Несколько странное впечатление производит на меня это письмо, когда я его сегодня читаю. Толя никогда не был таким «благополучным, буржуазным» человеком, как рисует его Олег Даль. Кабинет его всегда был предельно скромен — только в квартире на Сретенке этот кабинет у него стал «отдельным», каким и остался до конца последних дней.
А в остальном — сколько сходства между Далем и Толей! Одни и те же художественные пристрастия: Толстой, Чехов, Гиллеспи, Лермонтов, Пушкин...
*
А еще в этом фильме играла Терри, — наша любимая собака. Она в фильме «В четверг и больше никогда» была как бы собакой Олега Даля.

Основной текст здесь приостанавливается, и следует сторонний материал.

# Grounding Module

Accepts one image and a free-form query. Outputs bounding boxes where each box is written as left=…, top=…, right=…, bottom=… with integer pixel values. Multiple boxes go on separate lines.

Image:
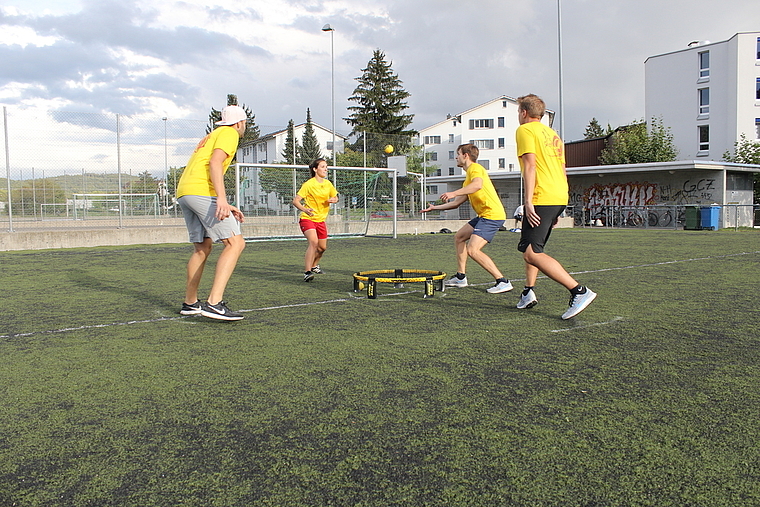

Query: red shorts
left=298, top=218, right=327, bottom=239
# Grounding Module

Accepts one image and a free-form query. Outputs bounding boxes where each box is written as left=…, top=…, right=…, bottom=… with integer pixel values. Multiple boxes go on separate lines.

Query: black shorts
left=517, top=205, right=565, bottom=253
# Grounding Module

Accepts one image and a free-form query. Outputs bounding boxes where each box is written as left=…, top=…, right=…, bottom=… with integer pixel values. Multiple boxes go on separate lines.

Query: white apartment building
left=644, top=32, right=760, bottom=160
left=419, top=95, right=554, bottom=184
left=237, top=122, right=346, bottom=164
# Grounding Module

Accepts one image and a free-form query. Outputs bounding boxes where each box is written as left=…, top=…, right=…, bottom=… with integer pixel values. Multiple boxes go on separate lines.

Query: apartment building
left=419, top=95, right=554, bottom=184
left=644, top=32, right=760, bottom=160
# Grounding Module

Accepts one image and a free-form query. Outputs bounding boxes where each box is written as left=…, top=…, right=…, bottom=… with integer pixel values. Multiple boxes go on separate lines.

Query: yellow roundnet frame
left=353, top=269, right=446, bottom=299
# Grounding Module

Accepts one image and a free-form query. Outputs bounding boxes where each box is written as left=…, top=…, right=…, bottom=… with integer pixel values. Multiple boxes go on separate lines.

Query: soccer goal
left=67, top=193, right=161, bottom=220
left=234, top=163, right=398, bottom=239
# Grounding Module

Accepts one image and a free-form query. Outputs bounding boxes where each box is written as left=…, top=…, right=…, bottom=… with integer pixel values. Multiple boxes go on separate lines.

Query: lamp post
left=322, top=23, right=337, bottom=166
left=557, top=0, right=565, bottom=140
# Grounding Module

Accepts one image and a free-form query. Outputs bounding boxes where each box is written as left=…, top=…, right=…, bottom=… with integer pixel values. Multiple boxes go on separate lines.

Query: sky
left=0, top=0, right=760, bottom=144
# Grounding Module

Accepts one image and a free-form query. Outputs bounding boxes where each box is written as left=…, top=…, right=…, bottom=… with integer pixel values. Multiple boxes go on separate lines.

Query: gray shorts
left=177, top=195, right=241, bottom=243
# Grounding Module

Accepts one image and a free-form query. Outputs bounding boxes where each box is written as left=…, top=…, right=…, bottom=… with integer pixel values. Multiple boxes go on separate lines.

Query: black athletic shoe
left=179, top=299, right=201, bottom=315
left=201, top=301, right=243, bottom=320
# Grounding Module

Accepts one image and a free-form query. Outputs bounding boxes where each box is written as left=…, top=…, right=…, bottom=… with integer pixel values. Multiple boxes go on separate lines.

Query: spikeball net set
left=353, top=269, right=446, bottom=299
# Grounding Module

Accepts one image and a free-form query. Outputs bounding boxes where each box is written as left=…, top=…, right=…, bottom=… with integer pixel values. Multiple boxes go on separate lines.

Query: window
left=470, top=139, right=493, bottom=150
left=699, top=51, right=710, bottom=78
left=470, top=118, right=493, bottom=130
left=697, top=125, right=710, bottom=151
left=697, top=90, right=708, bottom=115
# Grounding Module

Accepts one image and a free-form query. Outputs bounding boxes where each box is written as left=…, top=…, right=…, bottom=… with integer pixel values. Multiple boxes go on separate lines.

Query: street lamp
left=322, top=23, right=337, bottom=166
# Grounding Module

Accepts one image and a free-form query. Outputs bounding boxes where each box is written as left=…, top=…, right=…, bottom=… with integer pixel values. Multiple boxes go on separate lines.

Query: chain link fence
left=0, top=107, right=438, bottom=234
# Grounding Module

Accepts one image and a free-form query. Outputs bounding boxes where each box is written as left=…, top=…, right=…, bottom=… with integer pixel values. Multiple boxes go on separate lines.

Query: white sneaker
left=517, top=289, right=538, bottom=310
left=486, top=280, right=514, bottom=294
left=562, top=287, right=596, bottom=320
left=444, top=275, right=467, bottom=287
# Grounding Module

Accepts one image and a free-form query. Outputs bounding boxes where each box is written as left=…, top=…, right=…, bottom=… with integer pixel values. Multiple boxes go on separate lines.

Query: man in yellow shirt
left=422, top=144, right=513, bottom=294
left=515, top=94, right=596, bottom=319
left=177, top=106, right=247, bottom=320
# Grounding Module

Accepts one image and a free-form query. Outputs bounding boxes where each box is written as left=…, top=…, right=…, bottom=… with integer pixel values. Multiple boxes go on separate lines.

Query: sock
left=570, top=284, right=586, bottom=295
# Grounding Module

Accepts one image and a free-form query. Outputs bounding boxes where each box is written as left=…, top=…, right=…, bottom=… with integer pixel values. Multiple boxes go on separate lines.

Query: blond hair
left=517, top=93, right=546, bottom=120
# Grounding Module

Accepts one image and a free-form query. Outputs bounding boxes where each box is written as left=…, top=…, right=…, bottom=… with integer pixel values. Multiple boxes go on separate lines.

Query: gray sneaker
left=486, top=280, right=514, bottom=294
left=562, top=287, right=596, bottom=320
left=201, top=301, right=243, bottom=320
left=517, top=289, right=538, bottom=310
left=444, top=275, right=467, bottom=287
left=179, top=299, right=202, bottom=315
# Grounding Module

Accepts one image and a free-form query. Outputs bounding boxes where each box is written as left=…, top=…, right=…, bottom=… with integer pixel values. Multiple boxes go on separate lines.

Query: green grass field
left=0, top=229, right=760, bottom=507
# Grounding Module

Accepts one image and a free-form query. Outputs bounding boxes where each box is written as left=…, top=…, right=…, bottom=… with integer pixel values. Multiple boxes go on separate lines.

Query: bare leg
left=467, top=235, right=503, bottom=280
left=523, top=245, right=578, bottom=290
left=185, top=238, right=212, bottom=305
left=454, top=224, right=475, bottom=273
left=208, top=234, right=245, bottom=305
left=303, top=229, right=327, bottom=272
left=311, top=238, right=327, bottom=268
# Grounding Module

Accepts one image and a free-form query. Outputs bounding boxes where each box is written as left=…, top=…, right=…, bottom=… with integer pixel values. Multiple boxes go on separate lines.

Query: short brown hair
left=457, top=143, right=480, bottom=162
left=517, top=93, right=546, bottom=120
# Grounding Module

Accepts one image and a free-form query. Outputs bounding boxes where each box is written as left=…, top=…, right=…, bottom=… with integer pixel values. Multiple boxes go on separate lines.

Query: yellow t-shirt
left=462, top=162, right=507, bottom=220
left=177, top=126, right=240, bottom=197
left=515, top=121, right=569, bottom=206
left=297, top=178, right=338, bottom=222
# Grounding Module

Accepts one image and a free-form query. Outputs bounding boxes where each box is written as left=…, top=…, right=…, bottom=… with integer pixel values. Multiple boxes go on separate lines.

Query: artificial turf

Она бежала постоянно за Толей, за настоящим хозяином, но была по «роли» — при Дале.
Однажды, когда очередной раз встал вопрос, что делать с Терри летом, куда ее отправлять, я спросила у Толи: «Что делать с собакой, зачем она тебе?», он ответил сразу, не задумавшись: «Для улыбки». Я же почувствовала некий укол ревности...
Когда она умерла, это было огромное горе для всех нас. Толя вспоминал ее буквально как человека.
Почему я говорю, что Толя относился к собаке, как к человеку, и меня совсем не шокирует туг связь собаки — с человеком? Потому что когда умерли наши старики — моя мама и Толины старички-родители, «попугайчики-неразлучники», они перед смертью вели себя так же — мучительно, с хрипом дышали, а потом навсегда замолкли. Смерть моей мамы была первой смертью человека, которую Толя наблюдал вблизи. Мама моя вот так же с хрипом дышала, а потом навсегда замолкла. Димка в это время кончал школу. Мы его в школу тогда и отправили.
Мы похоронили нашу любимую собаку в лесу, около нашей дачи, в Мичуринце. Взяли с собой лопатку, сели в машину втроем, и поехали по Минскому шоссе...
Вот что такое была наша «актриса», игравшая в фильме «В четверг и больше никогда»...
Крымова Н. Заповедник // Киноведческие записки. 1998. № 39.